Certain regions, specifically the Southeast, followed by Mekong River Delta and the Central South, are at much higher risk of child overweight or obesity. The increased risk in Mekong River Delta may be due in part to higher sugar intake [33]. In addition to the high variability in subnational prevalence, the drivers of child overweight or obesity also vary subnationally, which suggests a one-size-fits-all approach to preventing and reducing child overweight and obesity may not be successful in Vietnam. Globally, few studies analyzing determinants of child overweight and/or obesity at national and subnational levels have been conducted. Countries with high and/or increasing prevalence of child overweight or obesity should prioritize conducting such research, and future nutrition surveys should seek to include a more comprehensive set of variables that are known to influence child overweight and obesity, like indicators of the food environment, child diets, household socioeconomic status, and physical activity.

Supplementary Materials

The following are available online at https://www.mdpi.com/2072-6643/12/5/1286/s1. Table S1. Bivariate relative risks of overweight or obesity among children < 5 y at the child, maternal, household, and environmental levels between 2012 and 2015. Figure S1. Relative risk of overweight or obesity among 391852 Vietnamese children < 5 y between 2012 and 2015. Figure S2. Relative risk of stunting among 174555 Vietnamese children 0–23 m between 2012 and 2015. Figure S3. Relative risk of stunting among 218391 Vietnamese children 24–59 m between 2012 and 2015. Figure S4. Relative risk of stunting among 15298 children < 5 y from the Southeast province in Vietnam between 2012 and 2015. Figure S5. Relative risk of stunting among 19580 children < 5 y from the Mekong River Delta province in Vietnam between 2012 and 2015. Figure S6. Relative risk of stunting among 8987 children < 5 y from the Central South province in Vietnam between 2012 and 2015. Figure S7. Relative risk of stunting among 6027 children < 5 y from the Northwest province in Vietnam between 2012 and 2015. Figure S8. Relative risk of stunting among 13999 children < 5 y from the Red River Delta province in Vietnam between 2012 and 2015. Figure S9. Relative risk of stunting among 19599 children < 5 y from the Northeast province in Vietnam between 2012 and 2015.

Author Contributions

T.D.L., M.T.T., S.D.N., and D.T.T. designed the Vietnam Nutrition Surveillance Survey and oversaw data collection. T.B., H.T.T., D.D.B., C.B., S.D.N., K.T.N., H.T.T.H., T.T.T.H., S.d.H., and A.D.J. designed the analysis. T.B., H.T.T., D.D.B., H.T.T.H., and K.T.N. performed the statistical analysis. T.B. wrote the paper and had final responsibility for the final content. All authors contributed to and critically reviewed the manuscript. All authors have read and agreed to the published version of the manuscript.

Funding

This research was funded by the CGIAR Research Program on Agriculture for Nutrition and Health (CRP-A4NH) through its Flagship Program on Food Systems for Healthy Diets and the Graham Sustainability Institute of the University of Michigan.

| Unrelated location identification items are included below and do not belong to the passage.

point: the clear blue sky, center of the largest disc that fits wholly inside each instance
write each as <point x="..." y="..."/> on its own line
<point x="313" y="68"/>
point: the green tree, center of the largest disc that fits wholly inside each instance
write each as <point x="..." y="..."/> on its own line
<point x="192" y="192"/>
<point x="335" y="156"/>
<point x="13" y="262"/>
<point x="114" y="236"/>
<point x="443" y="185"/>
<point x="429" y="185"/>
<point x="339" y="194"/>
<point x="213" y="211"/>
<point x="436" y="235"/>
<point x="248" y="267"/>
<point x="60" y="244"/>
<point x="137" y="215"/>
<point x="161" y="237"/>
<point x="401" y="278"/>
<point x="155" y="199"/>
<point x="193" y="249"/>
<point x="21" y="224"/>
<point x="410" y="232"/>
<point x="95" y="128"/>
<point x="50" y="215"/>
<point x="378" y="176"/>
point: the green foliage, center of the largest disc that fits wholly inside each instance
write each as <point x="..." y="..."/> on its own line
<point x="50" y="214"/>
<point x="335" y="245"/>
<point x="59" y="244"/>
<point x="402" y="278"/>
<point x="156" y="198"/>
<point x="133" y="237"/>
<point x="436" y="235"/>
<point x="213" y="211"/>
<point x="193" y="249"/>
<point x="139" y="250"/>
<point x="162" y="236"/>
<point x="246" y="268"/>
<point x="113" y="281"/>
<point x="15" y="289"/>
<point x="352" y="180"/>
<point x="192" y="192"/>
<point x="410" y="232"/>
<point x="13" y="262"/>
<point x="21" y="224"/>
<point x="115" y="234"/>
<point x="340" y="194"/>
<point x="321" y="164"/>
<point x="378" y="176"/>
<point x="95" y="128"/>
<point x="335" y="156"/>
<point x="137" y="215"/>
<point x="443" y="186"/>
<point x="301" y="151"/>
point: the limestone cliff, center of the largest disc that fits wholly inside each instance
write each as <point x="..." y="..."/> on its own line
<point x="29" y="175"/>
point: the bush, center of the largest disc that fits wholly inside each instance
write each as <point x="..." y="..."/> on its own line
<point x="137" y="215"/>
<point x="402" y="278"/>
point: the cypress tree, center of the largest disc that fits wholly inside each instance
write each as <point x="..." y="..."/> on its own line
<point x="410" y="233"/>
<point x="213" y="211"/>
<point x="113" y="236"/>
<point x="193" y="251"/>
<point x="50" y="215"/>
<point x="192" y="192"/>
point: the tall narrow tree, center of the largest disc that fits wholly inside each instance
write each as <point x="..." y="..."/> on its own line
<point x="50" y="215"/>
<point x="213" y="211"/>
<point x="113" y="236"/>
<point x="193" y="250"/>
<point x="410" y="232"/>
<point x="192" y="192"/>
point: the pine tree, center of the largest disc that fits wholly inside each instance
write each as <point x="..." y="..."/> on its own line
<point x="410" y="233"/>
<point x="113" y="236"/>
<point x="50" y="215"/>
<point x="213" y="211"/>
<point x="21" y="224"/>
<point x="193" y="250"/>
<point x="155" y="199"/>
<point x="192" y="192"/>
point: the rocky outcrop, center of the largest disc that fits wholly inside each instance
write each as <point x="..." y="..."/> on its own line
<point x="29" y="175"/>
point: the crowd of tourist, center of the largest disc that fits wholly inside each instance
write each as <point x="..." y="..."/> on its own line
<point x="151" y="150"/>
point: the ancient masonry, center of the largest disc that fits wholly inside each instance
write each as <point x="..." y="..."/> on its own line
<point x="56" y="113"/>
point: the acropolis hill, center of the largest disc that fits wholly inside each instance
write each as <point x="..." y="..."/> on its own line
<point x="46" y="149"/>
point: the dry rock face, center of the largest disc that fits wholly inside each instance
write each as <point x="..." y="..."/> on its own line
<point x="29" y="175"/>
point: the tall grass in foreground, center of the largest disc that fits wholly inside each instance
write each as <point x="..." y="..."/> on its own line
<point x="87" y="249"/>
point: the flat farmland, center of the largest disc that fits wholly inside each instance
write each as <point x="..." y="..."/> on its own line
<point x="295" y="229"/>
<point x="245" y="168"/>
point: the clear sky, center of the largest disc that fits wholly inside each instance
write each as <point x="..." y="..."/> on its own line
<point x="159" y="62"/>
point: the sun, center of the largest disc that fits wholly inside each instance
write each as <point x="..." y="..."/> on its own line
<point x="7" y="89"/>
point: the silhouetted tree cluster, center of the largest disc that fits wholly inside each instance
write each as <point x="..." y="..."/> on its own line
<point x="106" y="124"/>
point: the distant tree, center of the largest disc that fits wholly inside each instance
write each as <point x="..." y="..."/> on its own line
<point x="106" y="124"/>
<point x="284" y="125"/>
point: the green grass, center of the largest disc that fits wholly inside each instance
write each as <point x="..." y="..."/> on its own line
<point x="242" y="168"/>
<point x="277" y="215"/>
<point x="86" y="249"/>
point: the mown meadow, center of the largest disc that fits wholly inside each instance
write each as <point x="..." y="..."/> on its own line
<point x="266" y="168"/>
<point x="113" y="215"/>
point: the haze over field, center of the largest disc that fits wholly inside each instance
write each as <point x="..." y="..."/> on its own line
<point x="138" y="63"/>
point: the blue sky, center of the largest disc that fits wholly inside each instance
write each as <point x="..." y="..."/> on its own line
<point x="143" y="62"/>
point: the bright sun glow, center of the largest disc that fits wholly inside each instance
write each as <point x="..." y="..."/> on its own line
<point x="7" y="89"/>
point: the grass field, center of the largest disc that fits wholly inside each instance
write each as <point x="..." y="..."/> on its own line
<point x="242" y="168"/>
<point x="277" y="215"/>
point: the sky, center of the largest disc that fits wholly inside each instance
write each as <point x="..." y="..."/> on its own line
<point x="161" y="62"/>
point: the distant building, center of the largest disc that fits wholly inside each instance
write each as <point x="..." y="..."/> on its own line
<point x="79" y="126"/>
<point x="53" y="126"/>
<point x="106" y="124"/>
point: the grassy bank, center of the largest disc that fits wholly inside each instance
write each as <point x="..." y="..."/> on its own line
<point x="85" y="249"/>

The APC was funded by the Graham Sustainability Institute of the University of Michigan.

Acknowledgments

We acknowledge the Vietnamese Ministry of Health for having funded the primary data collection by the National Institute of Nutrition (NIN) and staff from the Centers of Preventive Medicine in each of the 63 provinces in Vietnam.

Conflicts of Interest

The authors declare no conflict of interest.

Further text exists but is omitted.